Specialty retailers are on the rise as an alternative to mass merchandisers and online retailers. Their focus is on customization and customer service. Examples of this are butchers and bakers. Ethnic grocers, which shelve unique products not generally found in other outlets, are also specialty retailers. Generally, these retailers command higher prices to offset high input and labor costs.
Online Retailers
There are many retailers who have developed their .com capabilities to complement their brick and mortar stores. Wal-Mart, for example, is in the midst of expanding at-home delivery for orders through their website, sending the product from their nearest location. There has also been an emergence of direct-to-consumer at-home delivery services like Boxed.com, Graze, and NatureBox. These companies have similar models, sending an assortment of products to the shopper’s home at a set interval. Similarly, companies like Blue Apron, Hello Fresh, Sun Basket and Plated send meal preparation kits to their subscribers. These players are particularly noteworthy because they reflect a new trend within retail, fulfilling a consumer need for convenience by skipping the shopping trip entirely.Traditional Grocers
Traditional Grocers are the primary retail outlet for food sales, including grocery stores and supermarkets. Many of these stores are undergoing change to increase perimeter departments, reflecting consumer interest in fresh and specialty items. These areas have higher labor costs, but are potentially areas of differentiation for the retailer.Typically, grocery stores operate with a high-low promotional model, meaning that they advertise weekly specials to drive traffic. They pulse discounts on and off to encourage consumers to take advantage of the offer now, making consumers increase their number of purchases. As we showed earlier, a typical item may have a cost structure like this:
- $2.40/unit—wholesale price of item X
- $2.00/unit—wholesale price of item X when on sale
- $0.40/unit—wholesale discount of unit when item X when on sale
- 40/60 Mix—percent of total manufacturer volume sold when item X is not on sale ("Off-Promotion") or on sale ("On-Promotion")

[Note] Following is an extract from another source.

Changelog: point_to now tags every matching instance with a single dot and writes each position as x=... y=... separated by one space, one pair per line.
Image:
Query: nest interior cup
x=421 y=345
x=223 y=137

Thus, a traditional grocer will purchase ~40% of their annual inventory at $2.40, while buying ~60% at $2.00. This means that their weighted average cost of goods is $2.16. (You should note that this is the same price as the discounted rate the mass merchandise retailers receive “everyday.”)
- $2.40 x 40% = $0.96
- $2.00 x 60% = $1.20
- Weighted cost = $2.16
As such, a traditional grocer will likely offer the item on-shelf at $3.29, assuming a 27.1% margin, every day UNLESS they have a sale promotion. During the sale period, they’ll offer the item at $2.79 with 28.3% margins. Given the scope of products offered in a traditional grocery store (approximately 40,000 products), these retailers are able to consistently pulse promotions weekly to drive traffic to their stores.
As you can see, each of these formats provides unique value to the consumer. For example:
- Warehouse and club stores offer the greatest value, but they require annual memberships and have relatively high item prices.
- Mass merchandisers offer everyday low prices, but the breadth of items they carry, up to 150,000, make their stores busy and difficult to shop at. Furthermore, traditional grocery stores will offer better prices on promoted items during sales.
- Convenience and drug Stores offer convenience, but have very limited selection.
- Discount and dollar stores offer low prices, but generally offer no-frills shopping environments and less well-known brands.
- Natural/organic and specialty retailers offer an array of unique items, though they generally have higher prices.
- Traditional grocers carry a wide assortment of foodstuffs and have competitive pricing. But, they do not offer the lowest prices (like club and warehouse stores) or most convenience (like mass merchandisers).
Thus, each format targets specific consumers and types of shopping trips. In order to provide value, their retail environments and strategies reflect this.